Abstract

Ribbing became an increasingly common feature of pentamerid shells, especially the family Stricklandiidae, during the later Llandovery (Early Silurian). The thin shells of stricklandiids from the Llandovery (Aeronian-Telychian) equatorial carbonate rampshelf of Anticosti Island reveal at least three ribbing designs in various genera; 1) radially arranged ribs, e.g., Costistricklandia; 2) divergent, chevron-like ribs, e.g., Ehlersella; and 3) diagonally criss-cross, mutually intersecting divaricate ribs, as in Kulumbella and Microcardinalia (Chiastodoca) new subgenus. Weakly divaricate species previously assigned to Kulumbella, Stricklandia or Microcardinalia from Anticosti Island, South China and the Baltic region, are assigned to the new subgenus Chiastodoca (type Stricklandinia salterii Billings, 1868), and they are suggested to have evolved their divaricate ribbing from smooth forms, independently from the earlier genus Kulumbella, in the same sense that radial or divergent ribbing was developed separately in a number of pentamerid and stricklandiid lineages in the late Llandovery and Wenlock.
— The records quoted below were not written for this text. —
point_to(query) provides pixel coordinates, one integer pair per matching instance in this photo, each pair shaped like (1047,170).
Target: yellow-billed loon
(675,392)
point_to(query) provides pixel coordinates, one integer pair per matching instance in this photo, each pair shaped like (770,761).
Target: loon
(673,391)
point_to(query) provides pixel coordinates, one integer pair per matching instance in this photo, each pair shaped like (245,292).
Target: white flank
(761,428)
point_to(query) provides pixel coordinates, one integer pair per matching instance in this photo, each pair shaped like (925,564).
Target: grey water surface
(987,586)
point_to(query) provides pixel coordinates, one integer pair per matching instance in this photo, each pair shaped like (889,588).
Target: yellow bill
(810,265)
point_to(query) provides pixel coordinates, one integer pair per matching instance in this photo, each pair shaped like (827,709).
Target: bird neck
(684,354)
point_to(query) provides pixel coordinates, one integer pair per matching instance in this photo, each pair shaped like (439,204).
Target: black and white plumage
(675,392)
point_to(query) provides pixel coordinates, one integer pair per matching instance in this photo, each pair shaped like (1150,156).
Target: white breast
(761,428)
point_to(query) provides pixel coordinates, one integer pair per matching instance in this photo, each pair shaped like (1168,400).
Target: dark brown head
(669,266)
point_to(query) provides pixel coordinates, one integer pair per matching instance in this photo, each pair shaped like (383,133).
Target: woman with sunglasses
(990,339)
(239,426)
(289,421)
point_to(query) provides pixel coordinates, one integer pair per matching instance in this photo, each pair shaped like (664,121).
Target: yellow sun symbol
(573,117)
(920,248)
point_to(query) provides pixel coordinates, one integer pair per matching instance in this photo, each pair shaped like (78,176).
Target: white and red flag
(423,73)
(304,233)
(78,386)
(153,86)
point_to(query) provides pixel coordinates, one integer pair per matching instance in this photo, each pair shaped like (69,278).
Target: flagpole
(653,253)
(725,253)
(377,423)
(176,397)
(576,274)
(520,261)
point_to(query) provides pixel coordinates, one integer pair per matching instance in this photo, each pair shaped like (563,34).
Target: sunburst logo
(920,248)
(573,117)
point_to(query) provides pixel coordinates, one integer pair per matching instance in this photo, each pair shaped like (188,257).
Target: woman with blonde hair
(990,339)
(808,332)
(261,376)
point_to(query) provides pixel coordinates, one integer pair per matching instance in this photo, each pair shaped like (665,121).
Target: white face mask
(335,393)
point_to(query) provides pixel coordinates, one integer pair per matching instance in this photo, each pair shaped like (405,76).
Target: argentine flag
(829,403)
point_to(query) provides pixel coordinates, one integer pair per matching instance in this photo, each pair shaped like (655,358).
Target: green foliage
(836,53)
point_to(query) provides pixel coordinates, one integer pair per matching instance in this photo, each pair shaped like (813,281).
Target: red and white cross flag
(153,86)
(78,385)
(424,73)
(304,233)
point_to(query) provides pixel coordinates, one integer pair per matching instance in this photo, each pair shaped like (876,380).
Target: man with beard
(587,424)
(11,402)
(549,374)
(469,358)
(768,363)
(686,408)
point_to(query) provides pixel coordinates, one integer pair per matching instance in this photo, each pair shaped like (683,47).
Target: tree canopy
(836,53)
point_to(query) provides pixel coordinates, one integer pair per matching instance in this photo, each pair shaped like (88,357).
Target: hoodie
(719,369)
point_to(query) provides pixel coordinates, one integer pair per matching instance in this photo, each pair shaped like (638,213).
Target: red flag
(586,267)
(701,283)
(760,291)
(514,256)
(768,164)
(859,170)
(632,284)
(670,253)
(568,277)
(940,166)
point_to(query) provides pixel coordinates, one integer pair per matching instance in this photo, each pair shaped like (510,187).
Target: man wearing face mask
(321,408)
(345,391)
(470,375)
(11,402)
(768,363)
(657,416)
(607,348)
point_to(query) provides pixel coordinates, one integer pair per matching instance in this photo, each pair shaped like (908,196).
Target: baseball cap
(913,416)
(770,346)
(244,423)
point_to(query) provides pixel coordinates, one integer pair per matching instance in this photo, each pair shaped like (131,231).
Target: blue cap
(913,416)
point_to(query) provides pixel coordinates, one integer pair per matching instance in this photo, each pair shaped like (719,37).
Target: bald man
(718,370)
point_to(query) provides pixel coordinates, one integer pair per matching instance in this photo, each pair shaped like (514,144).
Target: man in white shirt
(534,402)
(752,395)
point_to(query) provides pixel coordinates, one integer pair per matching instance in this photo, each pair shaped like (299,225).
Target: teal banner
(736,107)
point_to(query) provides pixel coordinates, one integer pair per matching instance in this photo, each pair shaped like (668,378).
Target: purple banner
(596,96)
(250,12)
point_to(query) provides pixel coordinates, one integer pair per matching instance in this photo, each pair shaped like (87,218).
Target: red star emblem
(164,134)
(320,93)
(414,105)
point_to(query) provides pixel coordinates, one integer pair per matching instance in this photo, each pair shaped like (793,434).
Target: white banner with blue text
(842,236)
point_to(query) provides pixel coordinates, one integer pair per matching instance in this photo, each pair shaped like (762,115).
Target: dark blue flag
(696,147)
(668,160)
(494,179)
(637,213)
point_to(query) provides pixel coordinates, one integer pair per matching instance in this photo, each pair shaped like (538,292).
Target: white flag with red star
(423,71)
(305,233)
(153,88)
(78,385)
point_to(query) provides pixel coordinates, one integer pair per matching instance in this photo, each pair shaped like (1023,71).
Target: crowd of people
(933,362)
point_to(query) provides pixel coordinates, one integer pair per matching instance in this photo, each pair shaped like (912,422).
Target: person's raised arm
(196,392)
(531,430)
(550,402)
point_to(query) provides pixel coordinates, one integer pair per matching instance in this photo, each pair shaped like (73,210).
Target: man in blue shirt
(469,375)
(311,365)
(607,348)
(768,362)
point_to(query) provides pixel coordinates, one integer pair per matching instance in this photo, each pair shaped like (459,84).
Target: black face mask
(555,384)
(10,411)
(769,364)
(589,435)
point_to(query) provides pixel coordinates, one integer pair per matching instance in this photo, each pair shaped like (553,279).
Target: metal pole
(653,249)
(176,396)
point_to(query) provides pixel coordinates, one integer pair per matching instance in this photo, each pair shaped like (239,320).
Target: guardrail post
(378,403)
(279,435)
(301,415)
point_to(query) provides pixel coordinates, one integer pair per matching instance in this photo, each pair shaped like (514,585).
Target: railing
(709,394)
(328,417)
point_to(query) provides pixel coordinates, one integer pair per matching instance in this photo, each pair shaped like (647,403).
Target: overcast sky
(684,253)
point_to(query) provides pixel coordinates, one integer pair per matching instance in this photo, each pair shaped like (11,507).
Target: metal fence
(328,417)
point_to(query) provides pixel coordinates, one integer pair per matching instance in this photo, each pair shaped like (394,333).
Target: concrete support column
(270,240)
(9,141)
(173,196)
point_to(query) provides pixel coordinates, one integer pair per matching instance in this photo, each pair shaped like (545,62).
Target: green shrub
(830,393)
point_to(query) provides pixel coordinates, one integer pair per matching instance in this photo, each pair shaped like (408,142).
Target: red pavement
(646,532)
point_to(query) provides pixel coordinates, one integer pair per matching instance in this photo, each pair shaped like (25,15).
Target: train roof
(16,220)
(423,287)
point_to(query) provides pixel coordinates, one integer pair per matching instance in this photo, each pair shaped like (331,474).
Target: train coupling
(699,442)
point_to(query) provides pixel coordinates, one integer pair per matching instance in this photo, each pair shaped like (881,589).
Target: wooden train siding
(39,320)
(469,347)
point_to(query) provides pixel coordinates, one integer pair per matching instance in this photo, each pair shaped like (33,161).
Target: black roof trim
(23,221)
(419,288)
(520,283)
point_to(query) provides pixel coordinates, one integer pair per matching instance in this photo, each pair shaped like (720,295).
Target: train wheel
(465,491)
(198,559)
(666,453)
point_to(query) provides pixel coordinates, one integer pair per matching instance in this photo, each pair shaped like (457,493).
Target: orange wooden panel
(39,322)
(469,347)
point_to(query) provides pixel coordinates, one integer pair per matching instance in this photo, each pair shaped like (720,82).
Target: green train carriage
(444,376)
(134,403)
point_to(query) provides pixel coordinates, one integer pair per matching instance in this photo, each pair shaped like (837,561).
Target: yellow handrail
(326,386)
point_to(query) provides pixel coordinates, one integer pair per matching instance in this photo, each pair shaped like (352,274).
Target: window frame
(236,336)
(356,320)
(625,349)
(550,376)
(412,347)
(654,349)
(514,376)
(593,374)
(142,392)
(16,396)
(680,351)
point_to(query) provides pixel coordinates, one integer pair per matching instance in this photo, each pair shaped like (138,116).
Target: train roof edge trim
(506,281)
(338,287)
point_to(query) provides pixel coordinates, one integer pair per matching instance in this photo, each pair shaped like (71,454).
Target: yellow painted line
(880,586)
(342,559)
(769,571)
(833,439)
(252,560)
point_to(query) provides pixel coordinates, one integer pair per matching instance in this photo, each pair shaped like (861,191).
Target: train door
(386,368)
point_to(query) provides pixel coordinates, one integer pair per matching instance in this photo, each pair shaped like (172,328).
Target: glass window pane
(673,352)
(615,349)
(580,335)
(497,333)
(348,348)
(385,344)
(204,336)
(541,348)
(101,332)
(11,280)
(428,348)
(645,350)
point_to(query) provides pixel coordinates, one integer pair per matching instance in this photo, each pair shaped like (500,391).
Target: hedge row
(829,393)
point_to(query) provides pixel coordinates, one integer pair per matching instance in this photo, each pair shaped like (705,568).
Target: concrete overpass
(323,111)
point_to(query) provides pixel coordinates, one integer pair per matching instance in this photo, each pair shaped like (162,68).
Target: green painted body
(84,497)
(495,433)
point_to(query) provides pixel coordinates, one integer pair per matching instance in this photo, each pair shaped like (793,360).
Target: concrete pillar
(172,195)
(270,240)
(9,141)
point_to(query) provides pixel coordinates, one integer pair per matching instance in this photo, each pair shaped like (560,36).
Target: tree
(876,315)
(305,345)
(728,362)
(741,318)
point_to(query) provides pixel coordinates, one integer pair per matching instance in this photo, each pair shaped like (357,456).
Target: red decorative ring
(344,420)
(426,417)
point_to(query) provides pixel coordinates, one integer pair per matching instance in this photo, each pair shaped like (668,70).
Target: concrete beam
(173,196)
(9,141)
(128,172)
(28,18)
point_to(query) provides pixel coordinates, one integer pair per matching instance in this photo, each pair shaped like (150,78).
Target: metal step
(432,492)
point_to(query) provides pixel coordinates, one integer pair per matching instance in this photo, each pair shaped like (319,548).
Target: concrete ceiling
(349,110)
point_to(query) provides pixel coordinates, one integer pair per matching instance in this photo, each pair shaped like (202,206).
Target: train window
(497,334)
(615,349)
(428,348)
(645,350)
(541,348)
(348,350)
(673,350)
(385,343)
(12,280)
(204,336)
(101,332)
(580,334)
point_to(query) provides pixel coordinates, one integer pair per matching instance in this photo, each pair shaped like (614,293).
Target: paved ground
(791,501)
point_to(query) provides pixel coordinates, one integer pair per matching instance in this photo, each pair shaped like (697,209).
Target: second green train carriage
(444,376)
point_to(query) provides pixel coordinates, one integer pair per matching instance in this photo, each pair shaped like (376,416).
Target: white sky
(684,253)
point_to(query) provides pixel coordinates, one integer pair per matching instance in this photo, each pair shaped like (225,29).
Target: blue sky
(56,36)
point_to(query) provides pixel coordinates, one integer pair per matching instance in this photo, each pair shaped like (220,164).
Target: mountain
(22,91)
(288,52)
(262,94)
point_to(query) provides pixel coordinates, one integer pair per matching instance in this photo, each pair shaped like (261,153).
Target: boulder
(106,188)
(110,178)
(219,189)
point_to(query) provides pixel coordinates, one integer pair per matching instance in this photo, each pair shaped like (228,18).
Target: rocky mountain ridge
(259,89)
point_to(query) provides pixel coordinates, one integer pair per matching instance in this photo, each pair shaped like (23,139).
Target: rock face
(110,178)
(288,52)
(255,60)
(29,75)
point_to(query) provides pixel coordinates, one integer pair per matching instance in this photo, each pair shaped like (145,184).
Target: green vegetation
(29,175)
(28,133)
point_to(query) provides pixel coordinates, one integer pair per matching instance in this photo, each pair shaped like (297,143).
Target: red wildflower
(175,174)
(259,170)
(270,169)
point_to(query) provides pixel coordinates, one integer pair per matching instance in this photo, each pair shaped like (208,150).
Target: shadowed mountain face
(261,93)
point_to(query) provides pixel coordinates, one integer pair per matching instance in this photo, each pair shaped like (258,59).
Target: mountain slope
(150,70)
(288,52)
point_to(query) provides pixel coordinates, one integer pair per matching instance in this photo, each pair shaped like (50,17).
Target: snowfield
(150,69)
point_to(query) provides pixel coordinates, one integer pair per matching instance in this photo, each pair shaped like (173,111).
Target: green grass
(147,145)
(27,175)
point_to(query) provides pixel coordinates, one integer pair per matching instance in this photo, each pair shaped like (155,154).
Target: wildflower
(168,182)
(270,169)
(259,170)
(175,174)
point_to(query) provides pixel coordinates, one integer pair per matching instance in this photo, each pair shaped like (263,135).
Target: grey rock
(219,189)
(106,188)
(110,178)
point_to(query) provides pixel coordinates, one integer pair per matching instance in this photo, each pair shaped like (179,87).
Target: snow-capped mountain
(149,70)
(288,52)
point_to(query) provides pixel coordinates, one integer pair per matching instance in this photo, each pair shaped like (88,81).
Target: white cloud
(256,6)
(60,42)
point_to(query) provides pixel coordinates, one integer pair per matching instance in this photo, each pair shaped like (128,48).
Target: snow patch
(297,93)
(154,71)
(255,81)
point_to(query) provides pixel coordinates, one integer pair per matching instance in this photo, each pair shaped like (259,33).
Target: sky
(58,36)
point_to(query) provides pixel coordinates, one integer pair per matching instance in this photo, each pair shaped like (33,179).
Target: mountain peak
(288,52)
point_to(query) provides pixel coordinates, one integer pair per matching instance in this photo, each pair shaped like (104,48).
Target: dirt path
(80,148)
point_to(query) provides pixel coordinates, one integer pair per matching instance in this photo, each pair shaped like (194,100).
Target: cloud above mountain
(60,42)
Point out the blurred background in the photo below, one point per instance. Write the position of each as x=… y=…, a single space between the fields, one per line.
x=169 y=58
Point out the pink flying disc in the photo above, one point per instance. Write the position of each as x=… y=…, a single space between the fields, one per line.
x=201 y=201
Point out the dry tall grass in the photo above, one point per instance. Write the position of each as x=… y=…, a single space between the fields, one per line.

In Anticosti, the divaricate genus Kulumbella, originally described from Siberia, appeared, without a known ancestral form, in the Anticosti Basin (as K. xacta n.sp.), and became extinct equally suddenly in the upper part of the Gun River Formation (mid-Aeronian). This sudden arrival of immigrant taxa, originally appearing earlier in other areas, is matched in other brachiopod groups and corals in the Anticosti section. Weakly divaricate ribbing in Chiastodoca is characteristic of the early Telychian (Ferrum Member, Jupiter Formation), and radial ribbing is typical of the late Telychian genus Costistricklandia (Pavillon Member, Jupiter Formation).